Due to the growing proliferation of non-state actors, information technology and advanced weapons system, it has renewed.

 Photograph © Philipp Mehl 2015

Nowadays hybrid warfare involves four threats: traditional, irregular, catastrophic terrorism and disruptive which exploit technology to counteract military superiority. The environmental context in hybrid warfare is one of the chief characteristics of this type of war. Hybrid war takes place on three distinct battlefields: the conventional battlefield, the indigenous population and the international community.

The lack of flexibility and adaptability within conventional militaries explains difficulties to defeat hybrid threats. In order to balance the latter one need to focus on the overall environment, not simply on the enemy. Armies should have in mind an operational approach with a holistic understanding of the environment.

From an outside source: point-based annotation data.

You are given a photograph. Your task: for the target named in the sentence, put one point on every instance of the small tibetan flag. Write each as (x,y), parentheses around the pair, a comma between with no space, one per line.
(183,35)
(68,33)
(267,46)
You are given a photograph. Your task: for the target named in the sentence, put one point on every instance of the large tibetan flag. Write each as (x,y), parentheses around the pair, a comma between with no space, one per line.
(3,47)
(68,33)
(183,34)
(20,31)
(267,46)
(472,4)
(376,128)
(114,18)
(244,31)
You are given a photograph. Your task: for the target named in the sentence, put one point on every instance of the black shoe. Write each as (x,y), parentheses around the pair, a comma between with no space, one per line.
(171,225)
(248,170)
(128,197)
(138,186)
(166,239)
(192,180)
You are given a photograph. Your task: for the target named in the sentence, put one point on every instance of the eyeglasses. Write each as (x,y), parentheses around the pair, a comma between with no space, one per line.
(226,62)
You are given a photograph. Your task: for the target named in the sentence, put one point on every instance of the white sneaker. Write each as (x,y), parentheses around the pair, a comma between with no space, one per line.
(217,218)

They should think on the conflict termination with a respect to the political and social grievances instead of focusing on a purely military-security end-state.

Besides operational shock i.e. attack the coherent unity of the hybrid threat as a system and dislocation i.e. the art of rendering the enemy’s strength irrelevant should be used simultaneously.

Hybrid warfare and NATO

NATO is a military alliance that will never embrace the full spectrum of challenges embodied in hybrid warfare. The current NATO deterrence policy for hybrid warfare is based on a rapid military response. However the latter has three main limits. A quick decision from member states is difficult to reach. Hard power is not sufficient. A military response alone is not credible.

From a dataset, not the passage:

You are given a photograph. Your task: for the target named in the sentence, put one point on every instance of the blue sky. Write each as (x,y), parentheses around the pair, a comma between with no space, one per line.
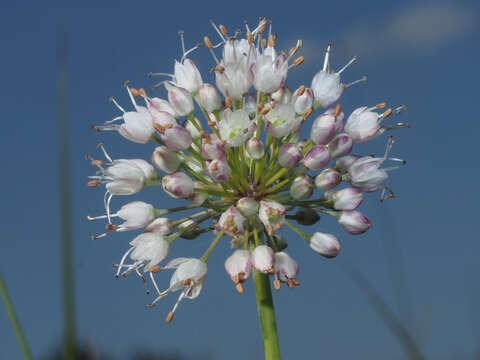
(423,54)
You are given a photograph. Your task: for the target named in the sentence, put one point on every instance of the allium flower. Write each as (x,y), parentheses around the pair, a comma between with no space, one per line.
(236,158)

Nevertheless, facing the current Russian threat, NATO considers it a necessity to develop a set of tools in order to deter hybrid warfare. Russia has risen its military budget and has announced an ambitious military modernization. Informational war, propaganda and cyber-attacks are already taking place in Eastern Europe, especially in Baltic States. General Sir Adrian Bradshaw said that Putin could use “hybrid warfare to seize former Baltic States”.

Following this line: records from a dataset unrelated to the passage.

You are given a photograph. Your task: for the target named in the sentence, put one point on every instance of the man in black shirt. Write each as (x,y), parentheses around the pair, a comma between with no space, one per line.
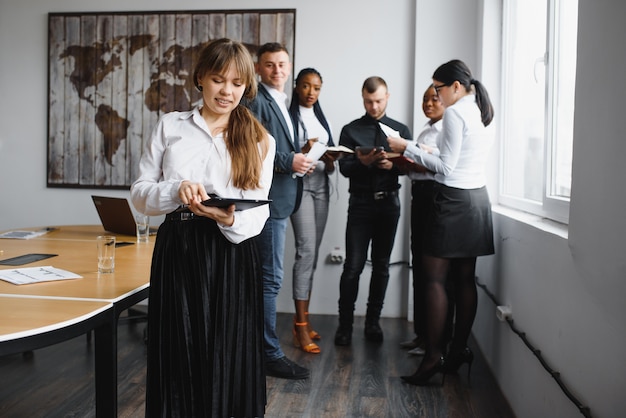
(373,210)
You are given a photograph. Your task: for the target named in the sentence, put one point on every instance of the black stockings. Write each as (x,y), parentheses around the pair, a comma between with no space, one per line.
(460,271)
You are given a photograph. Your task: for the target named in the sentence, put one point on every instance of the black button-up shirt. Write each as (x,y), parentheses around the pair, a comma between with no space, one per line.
(367,132)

Hence hybrid warfare constitutes a far-reaching institutional challenge for NATO. A solution would be to increase cooperation with the European Union. By intensifying consultations and by engaging in joint planning, NATO and the EU would be a solid counterweight to hybrid threats.

Moreover, NATO needs to be present during the first step of hybrid warfare and even before. Prevention represents the best possible means of countering hybrid warfare since irregular threats are far more difficult to manage once they become an over attempt at destabilization. That is why NATO encourages the Security Sector Reform. The latter aims at strengthening a state’s resilience of their security sectors, while embracing transparency and accountability.

Lastly, NATO has developed a refreshed system of warnings to identify threats such as cyber-attacks, subversion and hostile propaganda.

The UK and Hybrid warfare

Military chiefs have warned that Britain has entered a new Cold War with Russia. Russia military planes, ships and submarines have made at least 17 incursions close to the UK since the start of 2014. Defence Secretary Michael Fallon said the Russian aggression poses “as great a threat to Europe as the Islamic State”. Michael Fallon wants to deliver the strongest possible message to Putin and asserts the Alliance will be strong, resolute and will prevail. The Defence Secretary warned of the threat to Latvia, Lithuania and Estonia posed by Russia and claimed Putin was continuing to test the UK and NATO.

Nevertheless some military chiefs said the UK could not cope in case of a Russian attack because of cuts in the UK defence budget. Moreover, dealing with these hybrid threats requires much more investment in cyber, in strategic communications and in intelligence because these are not conventional threats.

Notwithstanding the fact that the UK defence is one of the most advanced in the world, it cannot fight alone against hybrid warfare. The UK will need NATO and the USA to counterweight any hybrid threat.

Please note that the views expressed are those of the author and do not necessarily represent or reflect the views of Munich European Forum e.V.